7. A fuel cell system comprising:

an electricity generating element adopted to generate electricity through oxidation of a fuel and reduction of an oxidant, the electricity generating element comprising: a membrane-electrode assembly comprising a cathode, an anode facing the cathode, and a polymer electrolyte membrane between the cathode and the anode, wherein at least one of the anode or the cathode comprises a plurality of channels disposed therein, and a separator on a least one side of the membrane-electrode assembly;

a fuel supplier for supplying a fuel to the electricity generating element; and

an oxidant supplier for supplying an oxidant to the electricity generating element.

8. The fuel cell system of claim 7, wherein the channels of the at least one of the anode or the cathode extend in a reactant injection flow direction.

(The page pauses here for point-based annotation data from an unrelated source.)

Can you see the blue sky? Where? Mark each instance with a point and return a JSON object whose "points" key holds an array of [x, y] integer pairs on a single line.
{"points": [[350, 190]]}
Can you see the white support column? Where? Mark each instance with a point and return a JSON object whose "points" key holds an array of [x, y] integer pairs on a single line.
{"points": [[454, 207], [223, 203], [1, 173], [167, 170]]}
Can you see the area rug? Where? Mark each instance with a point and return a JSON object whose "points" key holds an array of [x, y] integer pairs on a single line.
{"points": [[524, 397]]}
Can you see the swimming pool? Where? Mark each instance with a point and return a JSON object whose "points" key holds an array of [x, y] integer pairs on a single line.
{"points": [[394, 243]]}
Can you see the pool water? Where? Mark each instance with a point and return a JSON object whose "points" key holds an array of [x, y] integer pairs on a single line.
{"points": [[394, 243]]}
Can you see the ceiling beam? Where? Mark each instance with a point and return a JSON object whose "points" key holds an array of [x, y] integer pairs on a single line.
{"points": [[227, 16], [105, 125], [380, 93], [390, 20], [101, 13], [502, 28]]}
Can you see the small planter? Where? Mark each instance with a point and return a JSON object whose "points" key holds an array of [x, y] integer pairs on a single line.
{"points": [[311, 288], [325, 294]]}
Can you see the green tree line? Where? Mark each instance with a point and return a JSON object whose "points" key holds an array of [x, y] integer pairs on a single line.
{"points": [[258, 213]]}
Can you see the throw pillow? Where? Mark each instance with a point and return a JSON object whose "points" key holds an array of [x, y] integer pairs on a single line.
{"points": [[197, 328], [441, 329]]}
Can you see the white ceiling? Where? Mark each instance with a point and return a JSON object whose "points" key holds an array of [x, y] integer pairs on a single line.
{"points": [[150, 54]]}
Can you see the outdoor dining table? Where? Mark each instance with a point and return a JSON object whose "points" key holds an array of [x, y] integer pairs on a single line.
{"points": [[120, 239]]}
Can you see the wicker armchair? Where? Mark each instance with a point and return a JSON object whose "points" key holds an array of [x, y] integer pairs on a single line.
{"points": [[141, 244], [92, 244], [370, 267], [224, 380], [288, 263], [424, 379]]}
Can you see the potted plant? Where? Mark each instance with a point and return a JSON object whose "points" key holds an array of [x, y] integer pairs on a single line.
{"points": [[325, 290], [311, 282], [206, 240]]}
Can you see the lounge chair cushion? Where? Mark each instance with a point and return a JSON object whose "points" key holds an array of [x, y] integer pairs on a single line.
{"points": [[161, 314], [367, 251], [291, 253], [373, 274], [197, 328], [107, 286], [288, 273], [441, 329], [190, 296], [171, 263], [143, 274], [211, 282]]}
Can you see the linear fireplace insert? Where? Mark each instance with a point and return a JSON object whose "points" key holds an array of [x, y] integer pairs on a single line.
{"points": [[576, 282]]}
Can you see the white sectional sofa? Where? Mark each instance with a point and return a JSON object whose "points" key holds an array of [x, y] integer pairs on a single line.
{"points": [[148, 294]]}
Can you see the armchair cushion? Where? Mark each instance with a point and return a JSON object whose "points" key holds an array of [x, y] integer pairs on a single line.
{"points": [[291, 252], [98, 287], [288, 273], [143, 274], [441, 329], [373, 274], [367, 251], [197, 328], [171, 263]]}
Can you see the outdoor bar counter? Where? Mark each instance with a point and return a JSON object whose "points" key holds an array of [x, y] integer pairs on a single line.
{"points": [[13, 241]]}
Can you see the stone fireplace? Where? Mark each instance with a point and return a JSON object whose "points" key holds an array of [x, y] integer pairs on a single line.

9. The fuel cell system of claim 7, wherein an average diameter of the channels ranges from about 10 nm to about 500 nm.

10. The fuel cell system of claim 7, wherein the fuel cell system is a direct oxidation fuel cell system.

11. The fuel cell system of claim 7, wherein the fuel is a hydrocarbon fuel.

12. The fuel cell system of claim 7, wherein the at least one of the anode or the cathode comprises a catalyst layer.

13. The fuel cell system of claim 12, wherein the channels pass through the catalyst layer.

14. The fuel cell system of claim 12, wherein the catalyst layer comprises a catalyst and a binder.

15. The fuel cell system of claim 14, wherein a hydrogen of a hydrogen ion conductive group of the binder has been substituted with Na, K, Li, Cs, or tetrabutylammonium.

16. The fuel cell system of claim 7, wherein the polymer electrolyte membrane comprises a hydrogen ion conductive polymer.

17. The fuel cell system of claim 7, wherein a hydrogen of a hydrogen ion conductive group of the polymer electrolyte membrane has been substituted with Na, K, Li, Cs, or tetrabutylammonium.